HDTorch: Accelerating Hyperdimensional Computing with GP-GPUs for Design Space Exploration
This work addresses the need for faster design space exploration to make HDC practical for applications like medical wearable devices, though it is incremental in improving existing HDC frameworks.
The paper tackles the problem of Hyperdimensional Computing (HDC) not being competitive with other machine learning methods in accuracy by introducing HDTorch, a PyTorch-based library with CUDA extensions, which achieves average speedups of up to 111x in training and 87x in inference on benchmark datasets.

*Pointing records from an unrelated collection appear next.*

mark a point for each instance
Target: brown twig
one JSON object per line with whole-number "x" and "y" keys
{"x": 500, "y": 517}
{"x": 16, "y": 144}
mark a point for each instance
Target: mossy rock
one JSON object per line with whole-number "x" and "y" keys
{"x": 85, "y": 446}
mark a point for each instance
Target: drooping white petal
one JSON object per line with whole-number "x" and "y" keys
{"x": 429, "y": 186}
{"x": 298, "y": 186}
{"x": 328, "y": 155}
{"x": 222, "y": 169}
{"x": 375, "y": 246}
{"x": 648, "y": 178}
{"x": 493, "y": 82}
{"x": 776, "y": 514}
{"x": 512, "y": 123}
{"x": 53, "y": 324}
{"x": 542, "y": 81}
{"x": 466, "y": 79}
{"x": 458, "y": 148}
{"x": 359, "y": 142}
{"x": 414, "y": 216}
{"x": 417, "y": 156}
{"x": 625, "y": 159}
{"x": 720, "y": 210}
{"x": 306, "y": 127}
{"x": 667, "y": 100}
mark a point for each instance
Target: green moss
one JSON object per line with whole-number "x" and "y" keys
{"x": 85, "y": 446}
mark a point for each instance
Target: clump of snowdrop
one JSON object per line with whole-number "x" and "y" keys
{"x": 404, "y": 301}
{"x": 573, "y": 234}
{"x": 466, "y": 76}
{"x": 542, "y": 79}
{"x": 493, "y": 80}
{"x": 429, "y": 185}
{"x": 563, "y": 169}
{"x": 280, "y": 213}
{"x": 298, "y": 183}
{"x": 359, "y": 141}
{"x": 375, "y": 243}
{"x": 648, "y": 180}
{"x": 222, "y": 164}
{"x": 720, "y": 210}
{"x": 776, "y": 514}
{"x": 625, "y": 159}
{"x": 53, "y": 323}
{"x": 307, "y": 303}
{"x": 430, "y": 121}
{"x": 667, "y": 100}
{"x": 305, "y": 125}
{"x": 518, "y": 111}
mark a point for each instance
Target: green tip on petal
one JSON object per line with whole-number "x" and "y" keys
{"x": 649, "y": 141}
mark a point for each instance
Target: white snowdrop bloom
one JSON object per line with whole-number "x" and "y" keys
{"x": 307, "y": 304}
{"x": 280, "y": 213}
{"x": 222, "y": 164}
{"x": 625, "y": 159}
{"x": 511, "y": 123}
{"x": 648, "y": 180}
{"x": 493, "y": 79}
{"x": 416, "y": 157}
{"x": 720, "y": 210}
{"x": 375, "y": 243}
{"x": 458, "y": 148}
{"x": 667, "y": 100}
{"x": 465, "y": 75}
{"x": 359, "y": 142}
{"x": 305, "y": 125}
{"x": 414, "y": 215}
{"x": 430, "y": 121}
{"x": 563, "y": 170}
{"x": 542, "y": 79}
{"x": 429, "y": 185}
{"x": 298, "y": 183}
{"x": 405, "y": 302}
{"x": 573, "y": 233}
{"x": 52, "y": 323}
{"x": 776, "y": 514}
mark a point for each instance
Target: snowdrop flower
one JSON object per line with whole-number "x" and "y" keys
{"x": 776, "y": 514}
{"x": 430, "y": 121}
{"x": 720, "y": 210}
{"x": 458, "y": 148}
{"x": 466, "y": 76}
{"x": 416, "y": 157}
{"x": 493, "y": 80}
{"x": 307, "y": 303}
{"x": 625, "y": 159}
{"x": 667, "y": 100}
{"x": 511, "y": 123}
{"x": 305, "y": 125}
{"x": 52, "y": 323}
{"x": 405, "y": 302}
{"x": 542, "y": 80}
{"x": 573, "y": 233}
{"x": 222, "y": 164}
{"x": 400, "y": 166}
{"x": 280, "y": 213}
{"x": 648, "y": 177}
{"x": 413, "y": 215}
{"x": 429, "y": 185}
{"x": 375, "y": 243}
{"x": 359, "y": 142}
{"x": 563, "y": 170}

HyperDimensional Computing (HDC) as a machine learning paradigm is highly interesting for applications involving continuous, semi-supervised learning for long-term monitoring. However, its accuracy is not yet on par with other Machine Learning (ML) approaches. Frameworks enabling fast design space exploration to find practical algorithms are necessary to make HD computing competitive with other ML techniques. To this end, we introduce HDTorch, an open-source, PyTorch-based HDC library with CUDA extensions for hypervector operations. We demonstrate HDTorch's utility by analyzing four HDC benchmark datasets in terms of accuracy, runtime, and memory consumption, utilizing both classical and online HD training methodologies. We demonstrate average (training)/inference speedups of (111x/68x)/87x for classical/online HD, respectively. Moreover, we analyze the effects of varying hyperparameters on runtime and accuracy. Finally, we demonstrate how HDTorch enables exploration of HDC strategies applied to large, real-world datasets. We perform the first-ever HD training and inference analysis of the entirety of the CHB-MIT EEG epilepsy database. Results show that the typical approach of training on a subset of the data does not necessarily generalize to the entire dataset, an important factor when developing future HD models for medical wearable devices.